The main point to be made is that even experts have difficulties in providing clear signals to their partners. This was true in the obvious situation described, so how much how much more unreliable will they be when the situation is obscure. The second point has to do with the nature of the information conveyed by suit preference signals. The information they contain should relate to the signaller’s holding (hard information), not to what he thinks others may hold (soft information).
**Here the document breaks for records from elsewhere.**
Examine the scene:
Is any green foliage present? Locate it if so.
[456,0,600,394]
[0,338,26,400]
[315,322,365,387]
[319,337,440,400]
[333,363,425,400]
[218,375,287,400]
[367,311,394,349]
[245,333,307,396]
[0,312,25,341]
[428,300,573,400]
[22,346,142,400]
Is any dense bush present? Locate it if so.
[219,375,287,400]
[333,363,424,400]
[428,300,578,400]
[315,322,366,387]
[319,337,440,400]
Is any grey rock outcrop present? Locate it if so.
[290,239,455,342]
Gromov would have done better to play an intermediate club to confess to a lack of entry for a second ruff.


Linda’s comments

I think that Gromov purposefully led the C2 as a signal for hearts.  I don’t think these fellows just make a careless return.  I expect this was his thinking.  I don’t have anything in spades.  I should let partner know I have some heart values.  After all Dubinin might have had the HK and not the HA and then a heart return would have been necessary ( before the SA is knocked out).  Perhaps Dubinin should have worked out the Gromov would have signalled hearts with the QJ or perhaps he thought the Gromov would have returned a heart with that holding.

1 Comment

LindaJuly 31st, 2008 at 12:22 pm

I introduced a number of problems when I cut and pasted Bob’s email into the Blog. Thanks to Roy Hughes for spotting them and letting me know. I have made a lot of corrections this morning.
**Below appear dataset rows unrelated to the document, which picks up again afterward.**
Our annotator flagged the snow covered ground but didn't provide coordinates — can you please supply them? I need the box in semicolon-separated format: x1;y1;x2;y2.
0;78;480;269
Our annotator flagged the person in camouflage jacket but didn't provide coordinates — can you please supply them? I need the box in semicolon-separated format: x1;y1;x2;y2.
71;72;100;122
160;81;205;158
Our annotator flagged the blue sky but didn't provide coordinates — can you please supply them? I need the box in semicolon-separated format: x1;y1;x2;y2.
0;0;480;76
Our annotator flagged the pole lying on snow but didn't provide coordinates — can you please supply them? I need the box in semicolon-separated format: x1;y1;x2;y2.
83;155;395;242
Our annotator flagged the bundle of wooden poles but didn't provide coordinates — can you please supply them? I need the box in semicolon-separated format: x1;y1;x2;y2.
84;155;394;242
I was also thinking about the hand a bit more and I think it is clear with no fast entries and knowing that partner has trump length to return the HQ. This works if partner has the HA or HK. As long as declarer can’t immediately draw all of partner’s trump, partner can get his ruff by returning a heart to your HJ. If declarer ducks the HQ then you need to decide whether to continue with the H10 or give partner their club ruff, although again the H10 is likely to be right most of the time.